Interesting weapon Chewbacca has .. in some shots it creates a gigantic explosion (blew up 3 storm troopers at the bar place), and in others it wounds people.  I just want to know if he can shoot an arrow from it .. been a question since I .. or IV .. or whichever it was.


----------



## runnah (Dec 22, 2015)

tecboy said:


> Ben was wounded and didn't completed his training.  I will bet the next sequel, he will be stronger.



He had like 3 hissy fits! Vader never did that, he'd just choke someone and be all stoic.


----------



## astroNikon (Dec 22, 2015)

He apparently had a history of hissy fits too.
When he was crusifying the now empty prisoner room those 2 storm troopers reversed and left the area.


----------



## runnah (Dec 22, 2015)

astroNikon said:


> He apparently had a history of hissy fits too.
> When he was crusifying the now empty prisoner room those 2 storm troopers reversed and left the area.

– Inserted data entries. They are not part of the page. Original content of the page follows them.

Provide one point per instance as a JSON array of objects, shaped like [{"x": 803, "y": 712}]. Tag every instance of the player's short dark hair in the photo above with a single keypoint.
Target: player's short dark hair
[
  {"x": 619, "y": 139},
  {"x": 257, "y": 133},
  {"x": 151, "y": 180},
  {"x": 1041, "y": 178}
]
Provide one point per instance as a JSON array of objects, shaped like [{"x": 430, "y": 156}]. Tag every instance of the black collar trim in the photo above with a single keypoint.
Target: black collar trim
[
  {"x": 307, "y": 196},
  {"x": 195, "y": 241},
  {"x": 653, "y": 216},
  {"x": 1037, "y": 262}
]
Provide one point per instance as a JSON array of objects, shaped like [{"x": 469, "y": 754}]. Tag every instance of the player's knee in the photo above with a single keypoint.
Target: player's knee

It's just a phase. He'll eventually grow out of that awkward stage.


----------



## tecboy (Dec 22, 2015)

runnah said:


> tecboy said:
> 
> 
> > Ben was wounded and didn't completed his training.  I will bet the next sequel, he will be stronger.
> ...



Darth Vader and Ben are two different persons and have different personalities.  Beside, J.J. Abrams and several other writers wrote the story.  If George Lucas wrote the story, the movie would be completely different Star Wars.


----------



## NancyMoranG (Dec 22, 2015)

Got back an hour ago from my 1st viewing. Went with my son who was born in'78 and has followed them through the ages. I have fallen off on some of them.
I went willingly, because HE wanted to go. Then we paid $12 (each obviously) for the 3D at a 4 pm matinee.
I came out liking it more than he did!? It seemed to me to be more of the original good vs bad, not the how everybody got to be bad/good.
Only about 25 people in our theater at Outer Banks N.C. ( off season obviously)
Really liked the 3D and trailers for others I want to see were shown in 3D also..'The Finest Hours' due Jan29 ish, true story and current 'Heart of the Sea'  whaling story.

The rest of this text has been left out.